Letter
Fagged out
Dear healthmatters—Cecelia Farren’s story on tobacco advertising (healthmatters issue 6) contains several misconceptions which cannot be allowed to go unchallenged.
Her assetion that tobacco advertising bans in Portugal and Finland have coincided with a drop in consumption is not borne out by the figures.
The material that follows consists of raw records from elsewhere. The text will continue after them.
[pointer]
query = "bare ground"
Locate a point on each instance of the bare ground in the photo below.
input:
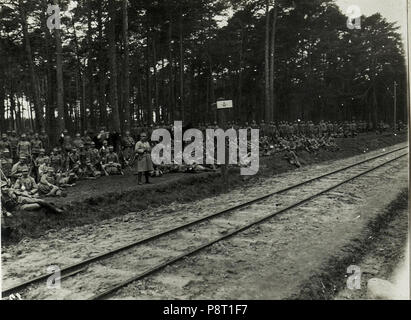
(93, 201)
(288, 258)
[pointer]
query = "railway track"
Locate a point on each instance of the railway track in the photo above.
(148, 258)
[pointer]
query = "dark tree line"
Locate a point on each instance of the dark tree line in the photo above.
(119, 63)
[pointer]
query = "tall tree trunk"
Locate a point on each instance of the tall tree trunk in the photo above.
(157, 105)
(181, 65)
(90, 67)
(33, 79)
(59, 73)
(272, 56)
(267, 61)
(149, 115)
(2, 99)
(83, 119)
(126, 70)
(172, 98)
(113, 66)
(102, 71)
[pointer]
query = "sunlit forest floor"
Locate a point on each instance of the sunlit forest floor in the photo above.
(107, 197)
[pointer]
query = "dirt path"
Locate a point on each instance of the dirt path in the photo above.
(294, 244)
(91, 202)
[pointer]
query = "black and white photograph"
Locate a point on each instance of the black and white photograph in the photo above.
(223, 151)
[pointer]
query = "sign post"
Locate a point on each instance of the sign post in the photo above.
(222, 107)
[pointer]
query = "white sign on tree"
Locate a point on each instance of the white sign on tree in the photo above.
(224, 104)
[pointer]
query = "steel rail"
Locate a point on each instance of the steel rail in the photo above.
(171, 261)
(110, 253)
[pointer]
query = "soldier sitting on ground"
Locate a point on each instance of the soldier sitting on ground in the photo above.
(14, 199)
(48, 184)
(111, 163)
(6, 162)
(25, 183)
(291, 157)
(17, 168)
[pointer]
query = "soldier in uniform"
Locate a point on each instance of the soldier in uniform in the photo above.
(48, 184)
(127, 147)
(13, 199)
(25, 182)
(14, 141)
(4, 143)
(95, 158)
(17, 168)
(78, 141)
(104, 149)
(6, 163)
(39, 161)
(111, 163)
(144, 163)
(67, 143)
(24, 147)
(45, 140)
(36, 145)
(73, 159)
(56, 160)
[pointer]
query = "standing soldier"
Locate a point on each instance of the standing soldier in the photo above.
(144, 163)
(6, 162)
(111, 163)
(24, 147)
(36, 145)
(66, 142)
(4, 143)
(127, 146)
(40, 160)
(56, 160)
(14, 141)
(95, 156)
(104, 149)
(77, 141)
(45, 140)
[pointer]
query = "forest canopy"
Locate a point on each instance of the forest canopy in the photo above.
(121, 64)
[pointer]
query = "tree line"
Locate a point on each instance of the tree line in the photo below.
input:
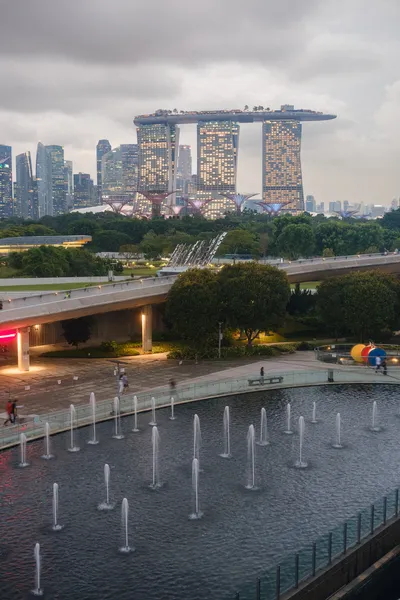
(256, 298)
(257, 235)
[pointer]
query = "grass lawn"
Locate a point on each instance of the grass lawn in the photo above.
(44, 287)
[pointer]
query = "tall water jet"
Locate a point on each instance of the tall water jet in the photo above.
(107, 505)
(47, 454)
(251, 459)
(118, 435)
(374, 423)
(314, 415)
(155, 441)
(135, 427)
(56, 525)
(338, 440)
(125, 548)
(22, 445)
(263, 441)
(72, 442)
(92, 401)
(227, 434)
(37, 591)
(153, 421)
(196, 437)
(288, 419)
(196, 514)
(172, 416)
(301, 463)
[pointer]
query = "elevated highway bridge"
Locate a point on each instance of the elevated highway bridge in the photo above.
(22, 313)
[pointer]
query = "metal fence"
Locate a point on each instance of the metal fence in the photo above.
(298, 567)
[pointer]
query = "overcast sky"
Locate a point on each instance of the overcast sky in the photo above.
(73, 72)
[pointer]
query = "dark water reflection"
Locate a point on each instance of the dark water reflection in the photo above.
(241, 535)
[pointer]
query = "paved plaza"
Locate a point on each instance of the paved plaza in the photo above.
(53, 384)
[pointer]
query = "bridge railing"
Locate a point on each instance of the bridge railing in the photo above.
(92, 291)
(60, 420)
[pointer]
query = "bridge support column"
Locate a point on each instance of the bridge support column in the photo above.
(147, 328)
(23, 348)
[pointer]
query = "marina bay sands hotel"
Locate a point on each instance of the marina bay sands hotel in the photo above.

Since 1978 — when tobacco advertising was banned in Finland — consumption has risen from 6.6bn cigarettes to 7.7bn in 1989.
Portugal has experienced an increase in consumption from 12bn cigarettes per year in 1979 to 14.2bn in 1989, exactly the reverse of the results of the 33 country ‘survey’ quoted by Ms Farren.
In the UK, where tobacco advertising is allowed under the terms of a Voluntary Agreement between government and industry, there has been a decline in consumption from a peak of 132bn in 1975, to about 98bn today.
I would suggest to Ms Farren, like so many of her allies in anti-smoking organisations, has fallen victim to the ‘ban it because it is there’ syndrome, where tobacco advertising is concerned.
Individuals are quite capable of making up their own minds on lifestyle choices, whether it be smoking, driving a car or eating certain foods, on the basis of the information available to them.
The last thing they want is Ms Farren and others telling them what they should do, particularly when — in Ms Farren’s article — the evidence on smoking consumption used to justify a ban is fundamentally flawed.